An AI instruction file is any file an AI agent or coding assistant reads and follows automatically — a skill (SKILL.md), a Claude Hook, a CLAUDE.md or AGENTS.md context file, an MCP server config, or rules like .cursorrules. The agent treats it as trusted instructions, so a malicious one runs without the user opening it.
What is prompt exfiltration in an AI agent?
Prompt exfiltration is when a malicious instruction file tells an AI agent to capture the user’s prompts and send them to an attacker-controlled endpoint — a keylogger reborn for the AI-agent era. The agent follows the instruction silently, with no binary on disk and an empty audit log.

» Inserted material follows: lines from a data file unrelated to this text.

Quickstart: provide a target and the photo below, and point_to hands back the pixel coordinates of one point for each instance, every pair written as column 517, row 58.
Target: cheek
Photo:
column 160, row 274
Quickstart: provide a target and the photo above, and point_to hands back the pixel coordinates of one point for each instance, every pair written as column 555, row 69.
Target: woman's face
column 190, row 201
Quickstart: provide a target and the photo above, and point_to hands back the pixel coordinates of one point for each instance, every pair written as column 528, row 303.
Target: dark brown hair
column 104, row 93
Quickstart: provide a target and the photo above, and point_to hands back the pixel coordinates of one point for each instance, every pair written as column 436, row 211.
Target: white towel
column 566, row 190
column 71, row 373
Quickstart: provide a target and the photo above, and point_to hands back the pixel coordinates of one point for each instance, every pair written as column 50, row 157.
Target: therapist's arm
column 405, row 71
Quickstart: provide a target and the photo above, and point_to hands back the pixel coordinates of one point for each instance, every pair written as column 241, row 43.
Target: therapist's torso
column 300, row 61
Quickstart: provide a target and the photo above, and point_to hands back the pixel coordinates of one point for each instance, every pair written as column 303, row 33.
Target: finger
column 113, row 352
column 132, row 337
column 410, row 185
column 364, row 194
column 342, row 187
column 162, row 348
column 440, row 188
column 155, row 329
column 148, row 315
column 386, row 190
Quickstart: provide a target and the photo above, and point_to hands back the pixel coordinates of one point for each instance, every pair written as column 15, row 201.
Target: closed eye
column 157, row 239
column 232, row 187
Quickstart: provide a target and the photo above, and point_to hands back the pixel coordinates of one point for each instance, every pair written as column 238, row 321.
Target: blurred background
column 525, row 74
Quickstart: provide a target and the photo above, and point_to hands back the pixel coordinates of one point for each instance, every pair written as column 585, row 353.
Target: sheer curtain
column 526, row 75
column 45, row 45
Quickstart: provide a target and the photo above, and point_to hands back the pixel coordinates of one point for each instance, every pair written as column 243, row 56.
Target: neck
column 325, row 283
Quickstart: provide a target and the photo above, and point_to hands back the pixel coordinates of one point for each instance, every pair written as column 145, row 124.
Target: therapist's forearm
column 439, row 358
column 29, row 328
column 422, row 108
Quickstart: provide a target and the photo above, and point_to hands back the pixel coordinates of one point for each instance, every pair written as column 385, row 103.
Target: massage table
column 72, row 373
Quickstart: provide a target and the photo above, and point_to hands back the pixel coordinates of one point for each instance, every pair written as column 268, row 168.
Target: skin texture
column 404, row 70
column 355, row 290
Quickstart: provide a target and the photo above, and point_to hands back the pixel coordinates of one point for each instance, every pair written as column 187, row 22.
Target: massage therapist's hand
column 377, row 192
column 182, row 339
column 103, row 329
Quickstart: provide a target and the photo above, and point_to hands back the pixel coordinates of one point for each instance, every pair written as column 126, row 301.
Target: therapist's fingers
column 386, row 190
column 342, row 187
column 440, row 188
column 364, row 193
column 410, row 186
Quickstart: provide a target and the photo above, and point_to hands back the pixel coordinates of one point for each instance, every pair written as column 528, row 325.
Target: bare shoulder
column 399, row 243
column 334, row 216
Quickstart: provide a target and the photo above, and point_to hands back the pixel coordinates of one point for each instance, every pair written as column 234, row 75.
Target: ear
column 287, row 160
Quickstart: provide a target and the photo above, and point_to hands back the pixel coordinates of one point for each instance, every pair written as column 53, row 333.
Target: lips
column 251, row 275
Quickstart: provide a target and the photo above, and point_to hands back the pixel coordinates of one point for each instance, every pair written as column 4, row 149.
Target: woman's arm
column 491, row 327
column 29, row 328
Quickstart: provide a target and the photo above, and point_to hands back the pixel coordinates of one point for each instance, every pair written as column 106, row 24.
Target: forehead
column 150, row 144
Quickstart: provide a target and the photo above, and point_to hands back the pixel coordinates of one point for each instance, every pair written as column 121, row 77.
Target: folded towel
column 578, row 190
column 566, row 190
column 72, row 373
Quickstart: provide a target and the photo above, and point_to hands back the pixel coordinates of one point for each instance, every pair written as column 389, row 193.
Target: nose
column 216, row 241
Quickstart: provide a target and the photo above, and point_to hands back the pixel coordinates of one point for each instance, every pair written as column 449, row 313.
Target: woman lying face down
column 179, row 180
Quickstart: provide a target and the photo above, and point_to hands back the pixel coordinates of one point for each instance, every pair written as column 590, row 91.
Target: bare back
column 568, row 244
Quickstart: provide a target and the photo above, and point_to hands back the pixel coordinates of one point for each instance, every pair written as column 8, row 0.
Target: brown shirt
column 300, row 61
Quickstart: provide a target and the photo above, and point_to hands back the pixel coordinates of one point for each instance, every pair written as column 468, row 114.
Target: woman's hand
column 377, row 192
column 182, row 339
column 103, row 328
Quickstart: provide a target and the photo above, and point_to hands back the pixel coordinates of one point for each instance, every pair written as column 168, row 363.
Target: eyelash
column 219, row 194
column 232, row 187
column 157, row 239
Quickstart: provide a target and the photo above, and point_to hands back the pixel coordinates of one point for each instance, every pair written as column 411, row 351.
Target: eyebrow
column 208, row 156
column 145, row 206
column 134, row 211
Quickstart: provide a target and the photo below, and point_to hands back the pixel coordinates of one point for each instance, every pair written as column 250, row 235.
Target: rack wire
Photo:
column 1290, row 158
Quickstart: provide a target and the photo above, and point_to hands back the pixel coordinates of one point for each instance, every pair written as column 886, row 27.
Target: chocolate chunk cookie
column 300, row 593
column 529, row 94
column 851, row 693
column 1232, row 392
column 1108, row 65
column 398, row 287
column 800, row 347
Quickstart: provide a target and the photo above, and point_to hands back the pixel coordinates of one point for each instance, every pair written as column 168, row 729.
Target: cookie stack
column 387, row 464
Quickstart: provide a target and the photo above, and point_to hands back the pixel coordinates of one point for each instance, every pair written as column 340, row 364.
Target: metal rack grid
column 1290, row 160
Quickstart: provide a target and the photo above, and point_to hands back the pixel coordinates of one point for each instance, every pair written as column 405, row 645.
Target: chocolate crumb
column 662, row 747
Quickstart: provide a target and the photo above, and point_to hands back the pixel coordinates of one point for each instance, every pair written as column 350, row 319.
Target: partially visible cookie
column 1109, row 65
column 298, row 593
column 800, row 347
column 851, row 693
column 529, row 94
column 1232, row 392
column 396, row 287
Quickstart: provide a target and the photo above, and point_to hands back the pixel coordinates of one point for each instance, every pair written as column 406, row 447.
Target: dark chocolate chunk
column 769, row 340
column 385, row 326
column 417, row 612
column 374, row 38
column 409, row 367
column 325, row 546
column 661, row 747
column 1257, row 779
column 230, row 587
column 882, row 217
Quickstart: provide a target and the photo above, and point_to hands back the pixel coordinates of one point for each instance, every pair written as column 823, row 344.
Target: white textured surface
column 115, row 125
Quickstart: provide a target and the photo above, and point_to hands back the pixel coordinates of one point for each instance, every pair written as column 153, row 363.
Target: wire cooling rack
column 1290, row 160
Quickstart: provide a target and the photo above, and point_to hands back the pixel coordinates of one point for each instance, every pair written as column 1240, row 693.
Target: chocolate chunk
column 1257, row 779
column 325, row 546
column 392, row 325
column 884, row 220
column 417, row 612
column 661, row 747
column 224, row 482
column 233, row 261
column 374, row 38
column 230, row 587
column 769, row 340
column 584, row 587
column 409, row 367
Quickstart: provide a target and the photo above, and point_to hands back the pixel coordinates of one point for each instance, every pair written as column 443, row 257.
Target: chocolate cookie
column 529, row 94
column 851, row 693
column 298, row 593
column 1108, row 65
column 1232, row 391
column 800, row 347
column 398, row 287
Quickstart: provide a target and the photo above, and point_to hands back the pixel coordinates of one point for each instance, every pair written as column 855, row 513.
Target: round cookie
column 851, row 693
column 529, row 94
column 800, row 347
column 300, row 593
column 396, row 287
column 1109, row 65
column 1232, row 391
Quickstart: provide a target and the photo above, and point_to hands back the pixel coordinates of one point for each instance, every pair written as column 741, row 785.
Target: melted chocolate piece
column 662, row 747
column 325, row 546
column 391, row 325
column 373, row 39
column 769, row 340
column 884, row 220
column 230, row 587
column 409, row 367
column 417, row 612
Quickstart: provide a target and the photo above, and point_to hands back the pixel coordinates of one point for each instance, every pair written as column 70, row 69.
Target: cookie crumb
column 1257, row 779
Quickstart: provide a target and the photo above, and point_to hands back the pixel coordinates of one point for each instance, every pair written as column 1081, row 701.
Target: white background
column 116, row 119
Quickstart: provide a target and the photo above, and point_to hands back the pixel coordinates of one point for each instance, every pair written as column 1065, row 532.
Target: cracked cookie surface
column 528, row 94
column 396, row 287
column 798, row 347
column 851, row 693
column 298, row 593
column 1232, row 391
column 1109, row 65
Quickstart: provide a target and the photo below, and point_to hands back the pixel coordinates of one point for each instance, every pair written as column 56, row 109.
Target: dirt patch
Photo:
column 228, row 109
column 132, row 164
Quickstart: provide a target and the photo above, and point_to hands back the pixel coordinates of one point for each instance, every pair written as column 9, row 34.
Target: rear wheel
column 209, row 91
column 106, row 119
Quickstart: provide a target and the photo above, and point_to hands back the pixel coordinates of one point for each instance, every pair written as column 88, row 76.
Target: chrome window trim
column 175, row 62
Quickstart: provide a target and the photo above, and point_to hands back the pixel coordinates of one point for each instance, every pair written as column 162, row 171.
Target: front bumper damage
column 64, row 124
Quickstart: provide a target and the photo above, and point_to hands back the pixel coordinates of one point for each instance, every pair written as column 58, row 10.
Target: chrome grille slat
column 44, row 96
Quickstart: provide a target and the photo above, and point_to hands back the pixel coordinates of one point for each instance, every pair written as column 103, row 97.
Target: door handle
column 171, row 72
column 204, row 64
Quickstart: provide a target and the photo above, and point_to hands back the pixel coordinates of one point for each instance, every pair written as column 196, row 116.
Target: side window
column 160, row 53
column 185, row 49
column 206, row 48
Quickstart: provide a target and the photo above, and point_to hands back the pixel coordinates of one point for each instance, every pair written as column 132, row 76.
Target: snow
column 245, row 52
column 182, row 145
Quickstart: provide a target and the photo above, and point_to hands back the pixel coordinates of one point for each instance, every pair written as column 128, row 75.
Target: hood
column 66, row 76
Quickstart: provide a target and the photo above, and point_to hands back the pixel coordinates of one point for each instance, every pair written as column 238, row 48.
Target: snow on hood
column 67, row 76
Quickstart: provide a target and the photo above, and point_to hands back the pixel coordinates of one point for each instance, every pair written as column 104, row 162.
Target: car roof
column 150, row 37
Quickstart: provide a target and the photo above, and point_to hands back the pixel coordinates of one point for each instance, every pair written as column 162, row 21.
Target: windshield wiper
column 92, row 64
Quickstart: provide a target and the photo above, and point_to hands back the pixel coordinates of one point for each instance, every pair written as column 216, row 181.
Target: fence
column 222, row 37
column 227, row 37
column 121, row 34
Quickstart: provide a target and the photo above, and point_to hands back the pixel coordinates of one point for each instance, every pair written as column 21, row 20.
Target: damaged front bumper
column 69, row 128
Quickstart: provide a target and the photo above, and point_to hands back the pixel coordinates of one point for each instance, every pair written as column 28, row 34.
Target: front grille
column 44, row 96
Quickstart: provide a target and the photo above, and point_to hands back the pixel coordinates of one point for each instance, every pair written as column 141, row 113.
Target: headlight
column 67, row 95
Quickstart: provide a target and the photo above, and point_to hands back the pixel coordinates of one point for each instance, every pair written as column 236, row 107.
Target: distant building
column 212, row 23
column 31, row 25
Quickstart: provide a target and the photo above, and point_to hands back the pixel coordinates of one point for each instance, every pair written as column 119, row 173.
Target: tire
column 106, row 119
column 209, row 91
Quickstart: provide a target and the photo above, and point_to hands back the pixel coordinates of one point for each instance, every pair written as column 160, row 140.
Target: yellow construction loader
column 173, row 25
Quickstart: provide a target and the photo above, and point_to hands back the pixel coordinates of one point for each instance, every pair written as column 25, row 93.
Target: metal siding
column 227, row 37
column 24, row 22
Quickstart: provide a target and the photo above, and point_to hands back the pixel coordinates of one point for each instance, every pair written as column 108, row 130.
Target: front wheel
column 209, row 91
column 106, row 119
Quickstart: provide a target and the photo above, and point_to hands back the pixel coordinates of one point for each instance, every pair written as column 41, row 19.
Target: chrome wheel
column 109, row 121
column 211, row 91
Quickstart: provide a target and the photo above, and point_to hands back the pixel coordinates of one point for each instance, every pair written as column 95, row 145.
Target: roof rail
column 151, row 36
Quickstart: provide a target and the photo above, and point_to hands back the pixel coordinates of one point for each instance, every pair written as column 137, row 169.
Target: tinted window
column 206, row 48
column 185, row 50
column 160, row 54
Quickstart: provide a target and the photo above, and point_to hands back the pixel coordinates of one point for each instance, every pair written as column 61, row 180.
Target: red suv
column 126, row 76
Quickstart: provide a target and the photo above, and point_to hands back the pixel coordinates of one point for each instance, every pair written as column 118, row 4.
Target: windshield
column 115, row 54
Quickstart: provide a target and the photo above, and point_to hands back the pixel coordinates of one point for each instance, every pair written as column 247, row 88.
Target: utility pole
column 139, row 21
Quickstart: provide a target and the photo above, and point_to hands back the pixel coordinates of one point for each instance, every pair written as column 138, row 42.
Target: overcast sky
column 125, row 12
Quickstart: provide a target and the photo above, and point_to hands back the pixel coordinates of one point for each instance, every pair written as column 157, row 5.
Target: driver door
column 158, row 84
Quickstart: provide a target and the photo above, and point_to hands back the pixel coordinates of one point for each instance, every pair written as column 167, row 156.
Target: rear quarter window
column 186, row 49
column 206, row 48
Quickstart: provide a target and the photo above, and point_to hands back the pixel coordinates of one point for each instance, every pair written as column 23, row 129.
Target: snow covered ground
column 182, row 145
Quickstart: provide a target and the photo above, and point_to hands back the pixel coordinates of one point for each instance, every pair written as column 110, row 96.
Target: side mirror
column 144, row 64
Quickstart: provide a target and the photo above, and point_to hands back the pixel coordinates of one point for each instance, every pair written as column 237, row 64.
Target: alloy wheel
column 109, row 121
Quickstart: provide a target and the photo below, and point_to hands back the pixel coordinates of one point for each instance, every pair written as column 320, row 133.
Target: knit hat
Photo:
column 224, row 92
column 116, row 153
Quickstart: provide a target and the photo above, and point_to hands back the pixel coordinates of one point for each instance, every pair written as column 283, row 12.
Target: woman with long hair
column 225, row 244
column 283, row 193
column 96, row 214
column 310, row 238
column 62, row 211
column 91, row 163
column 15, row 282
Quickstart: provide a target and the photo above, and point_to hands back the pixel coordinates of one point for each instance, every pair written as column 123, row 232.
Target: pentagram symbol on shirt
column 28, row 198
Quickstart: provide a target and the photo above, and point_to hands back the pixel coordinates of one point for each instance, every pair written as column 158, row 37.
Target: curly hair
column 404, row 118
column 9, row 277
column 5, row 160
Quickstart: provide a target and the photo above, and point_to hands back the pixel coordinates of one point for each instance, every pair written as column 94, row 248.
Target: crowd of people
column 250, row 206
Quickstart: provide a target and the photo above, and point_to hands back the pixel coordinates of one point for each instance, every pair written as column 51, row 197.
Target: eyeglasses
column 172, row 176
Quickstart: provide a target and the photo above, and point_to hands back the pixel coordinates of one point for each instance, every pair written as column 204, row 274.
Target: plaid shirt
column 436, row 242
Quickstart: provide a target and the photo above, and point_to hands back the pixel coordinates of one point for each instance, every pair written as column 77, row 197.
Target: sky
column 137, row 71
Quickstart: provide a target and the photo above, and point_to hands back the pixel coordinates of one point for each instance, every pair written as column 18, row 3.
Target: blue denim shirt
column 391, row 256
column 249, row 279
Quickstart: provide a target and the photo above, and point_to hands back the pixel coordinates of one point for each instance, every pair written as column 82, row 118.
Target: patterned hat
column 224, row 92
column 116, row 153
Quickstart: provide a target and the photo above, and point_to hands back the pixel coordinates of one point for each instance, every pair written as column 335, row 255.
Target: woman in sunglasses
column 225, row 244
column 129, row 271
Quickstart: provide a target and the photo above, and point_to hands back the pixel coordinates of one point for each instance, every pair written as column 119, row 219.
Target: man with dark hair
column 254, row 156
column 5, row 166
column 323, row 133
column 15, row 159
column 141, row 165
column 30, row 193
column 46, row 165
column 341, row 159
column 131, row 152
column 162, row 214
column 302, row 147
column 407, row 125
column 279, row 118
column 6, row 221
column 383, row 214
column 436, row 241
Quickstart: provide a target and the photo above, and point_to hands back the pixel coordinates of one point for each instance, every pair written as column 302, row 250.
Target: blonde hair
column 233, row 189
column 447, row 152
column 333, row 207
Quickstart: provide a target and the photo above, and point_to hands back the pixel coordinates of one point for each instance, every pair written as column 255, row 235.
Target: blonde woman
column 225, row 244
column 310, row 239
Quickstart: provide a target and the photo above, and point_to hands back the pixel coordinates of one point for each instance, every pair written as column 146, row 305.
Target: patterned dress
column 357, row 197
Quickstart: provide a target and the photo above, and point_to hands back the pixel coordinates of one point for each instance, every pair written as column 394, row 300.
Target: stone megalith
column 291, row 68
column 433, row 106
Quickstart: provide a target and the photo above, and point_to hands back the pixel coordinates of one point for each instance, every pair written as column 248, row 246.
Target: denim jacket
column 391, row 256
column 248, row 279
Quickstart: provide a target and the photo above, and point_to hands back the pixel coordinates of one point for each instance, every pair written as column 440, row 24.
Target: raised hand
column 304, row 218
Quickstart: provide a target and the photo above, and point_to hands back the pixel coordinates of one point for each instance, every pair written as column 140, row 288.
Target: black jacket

Can a Cursor or Claude skill steal data?
Yes. A poisoned skill, hook, or rule file can instruct the agent to exfiltrate prompts, read local files, or send credentials to an external server — with no prompt to the user and an empty audit log. That is why instruction files should be scanned before an agent loads them.
How do I scan AI skills and instruction files for malware?
Run them through Skillgate, Mitiga Labs’ free scanner. Paste a public GitHub URL. Skillgate detects, flags, and scores known attack techniques across skills, hooks, rules, MCP configs, and instruction files. Nothing is executed.
Is Skillgate free?
Yes. Skillgate is free at skillgate.mitiga.ai. Browsing public scans is anonymous. Submitting a skill or repo to scan takes a free account.
Launch
Skillgate is live as of today. We will keep iterating the rule set in public, keep publishing the campaigns we catch, and keep treating every instruction file as code that runs on your machine, because it does.